In order to facilitate understanding of the methods provided by the embodiments of the present application, reference is made to the following description taken in conjunction with the accompanying drawings. As shown in fig. 3, B1: and controlling the water inlet valve to open to feed water. B2: the water level parameter value of an inner barrel of the clothes processing device is detected in real time through a sensor. B3: and determining the water level gear of the current water level according to the current water level parameter value, and acquiring the preset interval time and the preset change threshold corresponding to the current water level gear. B4: and calculating a water level parameter change value every preset interval time corresponding to the water level gear within a time interval corresponding to the current water level gear. B5: and judging whether the calculated water level parameter change value is less than or equal to a preset change threshold corresponding to the current water level gear, if so, executing the step B6, and if not, executing the step B10. B6: the failure number i is i + 1. B7: and starting a drainage pump of the clothes treatment device to drain the water in the outer barrel. B8: and judging whether the failure times i are greater than or equal to the preset times, if so, executing the step B9, and if not, returning to the step B2. B9: and sending water inlet fault alarm information and closing the water inlet valve. B10: the failure number i is 0. B11: the drain pump of the laundry treating apparatus is turned off and then returns to step B2.

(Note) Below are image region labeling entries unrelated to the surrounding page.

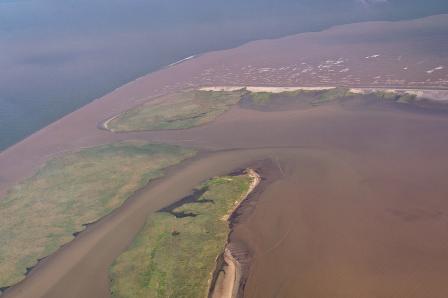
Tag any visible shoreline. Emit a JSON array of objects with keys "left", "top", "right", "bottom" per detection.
[
  {"left": 207, "top": 168, "right": 261, "bottom": 298},
  {"left": 198, "top": 85, "right": 448, "bottom": 103}
]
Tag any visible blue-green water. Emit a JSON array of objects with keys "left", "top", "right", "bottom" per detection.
[{"left": 0, "top": 0, "right": 448, "bottom": 150}]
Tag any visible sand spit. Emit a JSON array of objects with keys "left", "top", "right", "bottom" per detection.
[
  {"left": 208, "top": 169, "right": 261, "bottom": 298},
  {"left": 199, "top": 86, "right": 448, "bottom": 101},
  {"left": 199, "top": 86, "right": 336, "bottom": 93}
]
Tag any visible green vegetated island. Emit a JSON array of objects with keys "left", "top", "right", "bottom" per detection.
[
  {"left": 0, "top": 141, "right": 195, "bottom": 287},
  {"left": 104, "top": 87, "right": 442, "bottom": 132},
  {"left": 110, "top": 170, "right": 259, "bottom": 297},
  {"left": 105, "top": 90, "right": 243, "bottom": 132}
]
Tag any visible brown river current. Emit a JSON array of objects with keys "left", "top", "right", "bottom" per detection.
[{"left": 5, "top": 96, "right": 448, "bottom": 298}]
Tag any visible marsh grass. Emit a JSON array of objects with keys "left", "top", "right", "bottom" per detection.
[
  {"left": 111, "top": 175, "right": 251, "bottom": 297},
  {"left": 107, "top": 90, "right": 243, "bottom": 132},
  {"left": 0, "top": 142, "right": 194, "bottom": 287}
]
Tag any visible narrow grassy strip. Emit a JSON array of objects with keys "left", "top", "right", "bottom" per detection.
[
  {"left": 0, "top": 142, "right": 195, "bottom": 287},
  {"left": 111, "top": 174, "right": 252, "bottom": 297},
  {"left": 106, "top": 90, "right": 243, "bottom": 132}
]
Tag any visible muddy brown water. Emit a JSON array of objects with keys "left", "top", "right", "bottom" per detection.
[{"left": 5, "top": 96, "right": 448, "bottom": 298}]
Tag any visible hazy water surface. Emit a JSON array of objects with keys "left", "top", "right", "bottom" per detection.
[{"left": 0, "top": 0, "right": 448, "bottom": 150}]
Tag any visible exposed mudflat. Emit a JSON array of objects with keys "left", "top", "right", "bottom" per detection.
[{"left": 0, "top": 16, "right": 448, "bottom": 298}]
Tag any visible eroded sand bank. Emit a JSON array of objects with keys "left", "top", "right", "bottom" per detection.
[{"left": 208, "top": 168, "right": 261, "bottom": 298}]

In the embodiment of the application, the change condition of the water level parameter in the inner barrel of the clothes treatment device is detected through the sensor, whether the sensor fails or not is judged according to the change condition of the water level parameter, and the drainage pump is started to drain water in the outer barrel when the sensor fails, so that the phenomenon that the outer barrel overflows due to the sensor failure is reduced. And with the increase of the water level, shorten the time interval of detecting the parameter variation value of the water level, thus make the water level higher, judge the frequency of the sensor trouble is higher, further reduce the sensor trouble and cause the situation of the outer barrel overflow. If the sensor fault is continuously judged for multiple times, water inlet fault alarm information is sent out to prompt a user to maintain the clothes treatment device in time.

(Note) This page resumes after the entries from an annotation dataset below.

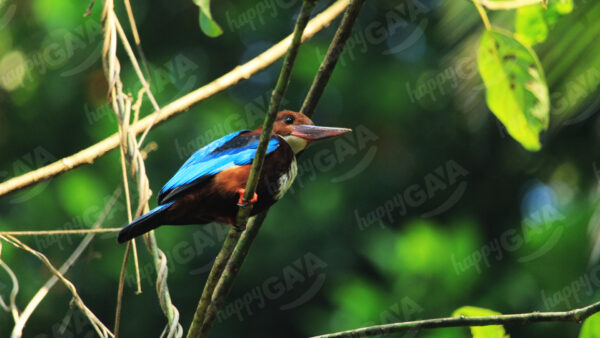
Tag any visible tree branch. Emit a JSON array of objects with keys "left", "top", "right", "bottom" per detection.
[
  {"left": 0, "top": 0, "right": 349, "bottom": 196},
  {"left": 193, "top": 0, "right": 364, "bottom": 336},
  {"left": 313, "top": 302, "right": 600, "bottom": 338},
  {"left": 188, "top": 0, "right": 316, "bottom": 337},
  {"left": 300, "top": 0, "right": 365, "bottom": 117}
]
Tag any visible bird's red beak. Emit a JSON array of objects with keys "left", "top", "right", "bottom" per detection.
[{"left": 292, "top": 124, "right": 352, "bottom": 141}]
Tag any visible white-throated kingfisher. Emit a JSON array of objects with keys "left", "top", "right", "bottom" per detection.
[{"left": 118, "top": 110, "right": 351, "bottom": 243}]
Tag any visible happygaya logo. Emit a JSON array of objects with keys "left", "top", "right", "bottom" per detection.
[
  {"left": 218, "top": 252, "right": 327, "bottom": 322},
  {"left": 354, "top": 160, "right": 469, "bottom": 230}
]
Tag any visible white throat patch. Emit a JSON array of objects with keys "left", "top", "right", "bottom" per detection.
[
  {"left": 275, "top": 156, "right": 298, "bottom": 200},
  {"left": 282, "top": 135, "right": 308, "bottom": 154}
]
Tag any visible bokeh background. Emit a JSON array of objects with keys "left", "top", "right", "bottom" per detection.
[{"left": 0, "top": 0, "right": 600, "bottom": 338}]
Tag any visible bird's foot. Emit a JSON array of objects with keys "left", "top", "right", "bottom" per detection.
[{"left": 237, "top": 188, "right": 258, "bottom": 207}]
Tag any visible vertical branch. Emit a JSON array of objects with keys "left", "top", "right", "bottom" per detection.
[
  {"left": 187, "top": 0, "right": 316, "bottom": 337},
  {"left": 103, "top": 0, "right": 183, "bottom": 337},
  {"left": 203, "top": 0, "right": 365, "bottom": 334},
  {"left": 300, "top": 0, "right": 365, "bottom": 117}
]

The embodiment of the application provides a water inlet control method, which is different from the water inlet control method provided by the embodiment in that the time interval for detecting the water level parameter change value is shorter as the water inlet duration is longer in the embodiment. Or the time interval for detecting the water level parameter change value is shorter as the water level gear at which the current water level is positioned is higher. In the embodiment of the application, the water level parameter change value is detected according to fixed interval time in the water inlet process. The embodiments of the present application mainly describe different portions from the above embodiments, and other portions similar to the above embodiments can be referred to the related contents of the above embodiments.

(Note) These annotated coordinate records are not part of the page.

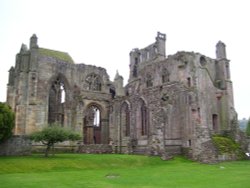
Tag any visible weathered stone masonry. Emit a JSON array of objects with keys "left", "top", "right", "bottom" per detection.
[{"left": 7, "top": 32, "right": 237, "bottom": 160}]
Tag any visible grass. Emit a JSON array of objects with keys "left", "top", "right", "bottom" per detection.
[{"left": 0, "top": 154, "right": 250, "bottom": 188}]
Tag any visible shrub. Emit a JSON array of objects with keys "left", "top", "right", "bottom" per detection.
[
  {"left": 0, "top": 102, "right": 15, "bottom": 143},
  {"left": 212, "top": 135, "right": 245, "bottom": 159},
  {"left": 29, "top": 124, "right": 81, "bottom": 157}
]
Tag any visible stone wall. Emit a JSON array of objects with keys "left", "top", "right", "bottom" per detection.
[{"left": 0, "top": 136, "right": 31, "bottom": 156}]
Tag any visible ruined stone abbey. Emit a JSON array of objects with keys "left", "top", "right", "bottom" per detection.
[{"left": 7, "top": 32, "right": 237, "bottom": 160}]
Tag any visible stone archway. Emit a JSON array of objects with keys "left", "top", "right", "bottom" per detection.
[
  {"left": 48, "top": 75, "right": 67, "bottom": 126},
  {"left": 83, "top": 104, "right": 102, "bottom": 144}
]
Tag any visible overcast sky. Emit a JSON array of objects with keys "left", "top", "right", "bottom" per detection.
[{"left": 0, "top": 0, "right": 250, "bottom": 118}]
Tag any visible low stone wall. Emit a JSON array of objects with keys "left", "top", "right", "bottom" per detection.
[
  {"left": 0, "top": 135, "right": 31, "bottom": 156},
  {"left": 78, "top": 144, "right": 113, "bottom": 153}
]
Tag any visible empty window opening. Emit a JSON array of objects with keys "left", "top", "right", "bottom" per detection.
[
  {"left": 200, "top": 56, "right": 207, "bottom": 66},
  {"left": 121, "top": 103, "right": 130, "bottom": 136},
  {"left": 83, "top": 105, "right": 101, "bottom": 144},
  {"left": 48, "top": 77, "right": 66, "bottom": 126},
  {"left": 141, "top": 102, "right": 148, "bottom": 136},
  {"left": 86, "top": 73, "right": 102, "bottom": 91},
  {"left": 226, "top": 63, "right": 230, "bottom": 79},
  {"left": 133, "top": 57, "right": 138, "bottom": 78},
  {"left": 187, "top": 77, "right": 191, "bottom": 87},
  {"left": 212, "top": 114, "right": 218, "bottom": 131},
  {"left": 109, "top": 88, "right": 116, "bottom": 99},
  {"left": 162, "top": 68, "right": 170, "bottom": 83},
  {"left": 60, "top": 84, "right": 65, "bottom": 103},
  {"left": 146, "top": 75, "right": 153, "bottom": 87}
]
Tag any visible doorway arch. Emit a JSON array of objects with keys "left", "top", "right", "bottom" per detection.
[{"left": 83, "top": 104, "right": 102, "bottom": 144}]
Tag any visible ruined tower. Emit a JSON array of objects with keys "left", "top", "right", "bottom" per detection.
[{"left": 7, "top": 32, "right": 237, "bottom": 161}]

The embodiment of the application presets a preset time interval and a preset change threshold value for judging whether the sensor is in failure or not in the clothes treatment device, wherein the preset time interval can be 60s, 30s, 15s and the like. Assuming that the water level parameter value is the water level frequency detected by the air pressure sensor, the preset variation threshold may be 100Hz, 50Hz, 30Hz, and the like. Assuming that the water level parameter value is the water level weight collected by the weight sensor, the preset variation threshold may be 30kg, 15kg and 7kg in sequence. The specific values of the preset time interval and the preset change threshold are not limited in the embodiment of the application, and can be set according to requirements in practical application.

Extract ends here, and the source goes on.